Tras la guerra, un libro cambió su destino para siempre: ¿Qué es la vida?, del físico Erwin Schrödinger. Atraído por la idea de aplicar las leyes de la física y la química a las moléculas biológicas, Crick abandonó la física tradicional y se trasladó al famoso Laboratorio Cavendish de la Universidad de Cambridge.

El hallazgo del siglo: La doble hélice del ADN.

En Cambridge, Crick coincidió con un joven y ambicioso ornitólogo estadounidense de 23 años: James Watson. La química entre ambos fue inmediata. Mientras otros laboratorios intentaban descubrir la estructura del ADN mediante complejos experimentos químicos, Watson y Crick adoptaron un enfoque distinto: la construcción de modelos tridimensionales combinada con la deducción teórica.

El impulso definitivo llegó gracias a los datos de difracción de rayos X obtenidos por Rosalind Franklin y Maurice Wilkins en el King’s College de Londres. La célebre "Fotografía 51", tomada por Franklin, reveló la simetría helicoidal de la molécula.

En febrero de 1953, los acontecimientos se precipitaron. Crick comprendió cómo encajaban las bases nitrogenadas (Adenina con Timina, Citocina con Guanina) como las piezas de un puzle perfecto.

«Hemos encontrado el secreto de la vida», se le atribuye haber exclamado a Crick al entrar en el pub The Eagle de Cambridge aquel 28 de febrero.

El 25 de abril de 1953, la revista Nature publicó un breve artículo de apenas una página firmado por Watson y Crick. En él, describían la estructura en doble hélice del ADN y pronunciaban una de las frases más célebres de la historia de la ciencia: «No se nos escapa que el apareamiento específico que hemos postulado sugiere inmediatamente un posible mecanismo de copia para el material genético».

Este hito les valió el Premio Nobel de Fisiología o Medicina en 1962, compartido con Maurice Wilkins.

El "Dogma Central" y el código genético.

Descubrir la estructura del ADN era solo la mitad del camino. La pregunta crucial seguía en el aire: ¿cómo una secuencia de letras químicas se convierte en un ser humano, una planta o una bacteria?

Durante las décadas de 1950 y 1960, Crick demostró que no era un "golpe de suerte" de un solo descubrimiento. Fue él quien formuló el Dogma Central de la Biología Molecular, el marco teórico que establece que la información fluye del ADN al ARN, y del ARN a las proteínas.

Además, lideró los esfuerzos para descifrar el código genético, demostrando que las bases nitrogenadas se leen en "tripletes" o codones (grupos de tres letras), donde cada combinación codifica un aminoácido específico.

La última frontera: En busca de la conciencia.

Fiel a su naturaleza rebelde, cuando la biología molecular se convirtió en una disciplina consolidada y académica, Crick perdió el interés.
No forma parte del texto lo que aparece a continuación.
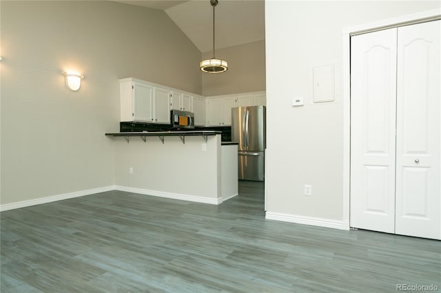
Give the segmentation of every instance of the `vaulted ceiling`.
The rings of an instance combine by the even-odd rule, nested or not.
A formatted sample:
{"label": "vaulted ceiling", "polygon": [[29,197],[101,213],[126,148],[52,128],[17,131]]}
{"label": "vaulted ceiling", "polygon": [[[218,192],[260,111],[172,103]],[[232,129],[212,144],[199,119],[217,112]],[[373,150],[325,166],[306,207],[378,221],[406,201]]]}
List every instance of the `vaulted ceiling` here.
{"label": "vaulted ceiling", "polygon": [[[116,1],[164,10],[201,52],[213,50],[213,7],[209,0]],[[264,10],[264,0],[218,0],[215,8],[216,49],[265,39]]]}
En 1977 se trasladó al Instituto Salk de Estudios Biológicos en La Jolla, California, para abordar un problema aún más audaz: la neurociencia y la naturaleza de la mente.

Crick defendió sin complejos un enfoque reduccionista y materialista de la mente humana. En su famoso libro La hipótesis fascinante (1994), lo resumió con provocadora claridad:

- Tus alegrías y tus penas.
- Tus recuerdos y tus ambiciones.
- Tu sentido de la identidad personal y el libre albedrío.

Para Crick, todo eso no era más que el comportamiento de una vasta asamblea de neuronas y sus moléculas asociadas. Dedicó los últimos años de su vida a buscar los "correlatos neuronales de la conciencia" hasta su fallecimiento en 2004.